The Cabin in the Woods Movie Review
Written by Daniel Benson
Released by Lionsgate
Directed by Drew Goddard
Written by Joss Whedon and Drew Goddard
2011, 105 minutes, Rated 15 (UK)
Richard Jenkins as Steve Hadley
Bradley Whitford as Richard Sitterson
Jesse Williams as Holden McCrea
Chris Hemsworth as Curt Vaughan
Fran Kranz as Marty Mikalski
Kristen Connolly as Dana Polk
Anna Hutchison as Jules Louden
Brian White as Alex Truman
Amy Acker as Wendy Lin
You have no idea how much I've been bursting to get the things in this review published. February 24th was the date of the press screening I attended and everyone was embargoed from even mentioning they'd seen the film until today. Some very cryptic Twitter conversations have gone on about “that thing we're not allowed to talk about”, only decipherable by those that were there.
But enough of that, it's time to talk about The Cabin in the Woods, the latest brainchild of Joss Whedon. Written by Whedon and director Drew Goddard, it tells the story of five friends that go for a weekend break in a remote cabin. In the woods. As both the poster and the trailer taunt you: If you think you know the story, think again.
The five friends are Dana (Kristen Connoly), Curt (Chris Hemsworth, minus his Thor hammer), Jules (Anna Hutchinson), Holden (Jesse Williams) and Marty (Fran Kranz). And what do friends do when they go away for weekends in remote cabins? They partay! They drink, they do drugs and they have lots of sex. These friends are no different, although it has to be said Marty does the lion's share of the drugs (and is one of the most consistently funny characters because of it).
During their first night of debauchery the group discovers the cabin's basement full of all kinds of antique artefacts, including a journal that once belonged to a young girl who suffered terrible abuse at the hands of her family. There's also an entry in Latin that one of the group reads aloud...
And that is as much of the plot as I'm going to talk about. To have the bigger picture of this film discussed would ruin it completely, so I urge you to see it with as little advance knowledge as possible. Let's just say that those who bemoan Hollywood's lack of originality will have an awful lot to be pleased about. The Cabin in the Woods really does deliver what it promises. It serves up countless horror movie set pieces that its audience will be wise to. Sometimes these scenes play out as expected, other times they're fiendishly twisted from what's anticipated.

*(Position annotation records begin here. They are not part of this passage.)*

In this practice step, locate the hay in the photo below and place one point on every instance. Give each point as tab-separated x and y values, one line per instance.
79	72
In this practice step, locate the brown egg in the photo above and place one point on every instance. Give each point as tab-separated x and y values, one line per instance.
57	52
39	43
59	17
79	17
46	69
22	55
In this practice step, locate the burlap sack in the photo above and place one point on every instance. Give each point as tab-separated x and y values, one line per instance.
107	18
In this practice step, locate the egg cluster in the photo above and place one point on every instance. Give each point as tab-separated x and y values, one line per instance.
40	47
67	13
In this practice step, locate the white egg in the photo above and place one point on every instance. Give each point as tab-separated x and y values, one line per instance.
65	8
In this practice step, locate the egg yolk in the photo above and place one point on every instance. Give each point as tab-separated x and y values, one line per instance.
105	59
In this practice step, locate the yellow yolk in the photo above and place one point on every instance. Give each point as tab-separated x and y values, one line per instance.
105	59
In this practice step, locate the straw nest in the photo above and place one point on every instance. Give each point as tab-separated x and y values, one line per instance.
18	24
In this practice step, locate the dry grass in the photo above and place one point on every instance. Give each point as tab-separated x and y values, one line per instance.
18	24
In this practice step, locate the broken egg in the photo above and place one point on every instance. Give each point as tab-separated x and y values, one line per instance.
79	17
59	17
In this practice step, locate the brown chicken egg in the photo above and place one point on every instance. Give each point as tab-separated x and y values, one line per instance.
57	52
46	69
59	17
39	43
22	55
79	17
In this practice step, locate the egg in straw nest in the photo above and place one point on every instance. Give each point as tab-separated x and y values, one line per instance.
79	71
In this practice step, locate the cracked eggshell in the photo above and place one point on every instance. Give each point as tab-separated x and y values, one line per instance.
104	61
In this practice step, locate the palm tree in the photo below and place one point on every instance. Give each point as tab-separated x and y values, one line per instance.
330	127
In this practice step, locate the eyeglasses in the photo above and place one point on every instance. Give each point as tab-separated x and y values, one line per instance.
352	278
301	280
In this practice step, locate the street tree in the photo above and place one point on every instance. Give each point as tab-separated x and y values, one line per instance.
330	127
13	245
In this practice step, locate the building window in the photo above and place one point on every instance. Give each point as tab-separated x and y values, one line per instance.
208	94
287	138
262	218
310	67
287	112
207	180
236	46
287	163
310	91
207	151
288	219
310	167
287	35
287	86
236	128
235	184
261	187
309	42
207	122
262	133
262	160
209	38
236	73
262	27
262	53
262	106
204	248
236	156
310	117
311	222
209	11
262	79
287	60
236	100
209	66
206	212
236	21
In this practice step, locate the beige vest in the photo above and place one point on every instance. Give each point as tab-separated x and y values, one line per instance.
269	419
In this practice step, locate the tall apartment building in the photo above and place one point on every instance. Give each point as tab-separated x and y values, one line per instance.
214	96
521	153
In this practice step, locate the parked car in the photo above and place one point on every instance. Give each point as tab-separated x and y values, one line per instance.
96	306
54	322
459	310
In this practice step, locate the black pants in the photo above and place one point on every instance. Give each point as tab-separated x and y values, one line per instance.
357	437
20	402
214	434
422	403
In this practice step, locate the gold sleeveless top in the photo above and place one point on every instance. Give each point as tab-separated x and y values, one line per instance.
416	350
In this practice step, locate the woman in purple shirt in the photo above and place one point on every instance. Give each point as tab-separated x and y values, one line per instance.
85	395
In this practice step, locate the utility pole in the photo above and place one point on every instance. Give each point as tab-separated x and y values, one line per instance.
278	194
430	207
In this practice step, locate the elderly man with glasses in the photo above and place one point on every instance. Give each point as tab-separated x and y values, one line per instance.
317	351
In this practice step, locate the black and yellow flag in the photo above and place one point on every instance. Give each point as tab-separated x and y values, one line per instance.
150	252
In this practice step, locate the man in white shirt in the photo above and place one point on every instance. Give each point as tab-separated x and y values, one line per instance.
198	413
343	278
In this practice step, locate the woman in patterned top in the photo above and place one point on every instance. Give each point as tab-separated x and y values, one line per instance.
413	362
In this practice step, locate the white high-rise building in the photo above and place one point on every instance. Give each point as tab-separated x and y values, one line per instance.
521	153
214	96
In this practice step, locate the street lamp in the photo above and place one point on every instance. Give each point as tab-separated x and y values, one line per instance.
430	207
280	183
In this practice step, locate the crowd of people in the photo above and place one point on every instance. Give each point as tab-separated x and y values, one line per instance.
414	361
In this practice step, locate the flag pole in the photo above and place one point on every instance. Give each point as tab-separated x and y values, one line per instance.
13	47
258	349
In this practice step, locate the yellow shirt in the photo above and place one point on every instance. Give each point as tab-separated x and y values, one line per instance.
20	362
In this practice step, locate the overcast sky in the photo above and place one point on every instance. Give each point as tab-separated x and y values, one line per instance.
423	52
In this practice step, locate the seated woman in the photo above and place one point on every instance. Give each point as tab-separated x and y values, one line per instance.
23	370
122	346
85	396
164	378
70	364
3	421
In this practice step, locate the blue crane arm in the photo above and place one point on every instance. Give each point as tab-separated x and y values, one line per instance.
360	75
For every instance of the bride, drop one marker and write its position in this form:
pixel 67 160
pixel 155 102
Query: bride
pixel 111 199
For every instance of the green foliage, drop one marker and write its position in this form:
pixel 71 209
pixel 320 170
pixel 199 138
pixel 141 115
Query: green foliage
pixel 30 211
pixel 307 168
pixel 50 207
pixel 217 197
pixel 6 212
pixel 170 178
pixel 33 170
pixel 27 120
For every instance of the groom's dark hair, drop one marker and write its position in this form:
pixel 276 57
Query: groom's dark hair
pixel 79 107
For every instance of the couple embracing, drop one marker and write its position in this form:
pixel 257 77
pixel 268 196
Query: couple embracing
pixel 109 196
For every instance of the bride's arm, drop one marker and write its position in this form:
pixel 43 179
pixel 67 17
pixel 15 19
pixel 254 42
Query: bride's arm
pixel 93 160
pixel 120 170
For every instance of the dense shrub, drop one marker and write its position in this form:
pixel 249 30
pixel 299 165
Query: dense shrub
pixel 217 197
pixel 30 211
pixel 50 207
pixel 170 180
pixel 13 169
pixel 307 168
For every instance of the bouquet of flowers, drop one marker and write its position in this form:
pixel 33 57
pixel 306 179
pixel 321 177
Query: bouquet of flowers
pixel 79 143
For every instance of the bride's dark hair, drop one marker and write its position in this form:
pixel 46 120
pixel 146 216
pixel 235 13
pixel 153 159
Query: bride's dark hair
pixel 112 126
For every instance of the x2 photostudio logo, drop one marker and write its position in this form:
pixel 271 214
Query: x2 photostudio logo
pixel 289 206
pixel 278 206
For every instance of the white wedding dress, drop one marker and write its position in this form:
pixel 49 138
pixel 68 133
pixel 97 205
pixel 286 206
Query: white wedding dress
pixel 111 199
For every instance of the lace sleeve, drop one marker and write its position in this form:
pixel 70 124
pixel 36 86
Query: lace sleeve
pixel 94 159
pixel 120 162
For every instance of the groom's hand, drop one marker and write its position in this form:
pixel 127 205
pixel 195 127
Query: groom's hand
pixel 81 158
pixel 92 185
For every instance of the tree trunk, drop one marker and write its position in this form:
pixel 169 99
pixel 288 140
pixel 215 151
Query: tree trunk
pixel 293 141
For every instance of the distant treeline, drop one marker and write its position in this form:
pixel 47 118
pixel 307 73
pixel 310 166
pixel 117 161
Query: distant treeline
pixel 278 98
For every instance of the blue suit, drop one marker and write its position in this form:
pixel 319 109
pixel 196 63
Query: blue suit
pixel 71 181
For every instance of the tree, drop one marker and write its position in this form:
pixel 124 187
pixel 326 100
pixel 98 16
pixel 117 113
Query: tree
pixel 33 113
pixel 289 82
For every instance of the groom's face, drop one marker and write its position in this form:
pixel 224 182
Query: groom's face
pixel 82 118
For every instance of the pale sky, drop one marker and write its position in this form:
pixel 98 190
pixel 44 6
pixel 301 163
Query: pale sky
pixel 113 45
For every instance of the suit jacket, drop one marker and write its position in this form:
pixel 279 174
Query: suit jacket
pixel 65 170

Even the characters belie their apparent cookie-cutter outlines, and at the same time they make choices and act as horror movie characters should. Hemsworth and Williams bring the high-school sporting heroes while their impossibly slim girlfriends prance about in cut-off denim shorts. Marty is the waster of the group, a colossal pothead who imparts his often razor sharp wisdom on the rest of the group from behind clouds of smoke. Normally I'm totally unimpressed and very rarely warm to stoner humour in films, but Kranz channels Scooby Doo's Shaggy into a persona that is as sensitive and wise as it is hilarious.
So after being prevented from talking about The Cabin in the Woods and chomping at the bit to get it out, I'm now in a state where I don't want to say too much for fear of ruining it for anyone. Don't watch trailers and don't read reviews (if you got this far, don't read any more) before you see it. Go in fresh and oblivious and you will have the best mainstream horror experience in years. It really is that awesome.
The Cabin in the Woods opens in UK cinemas on Friday 13th April.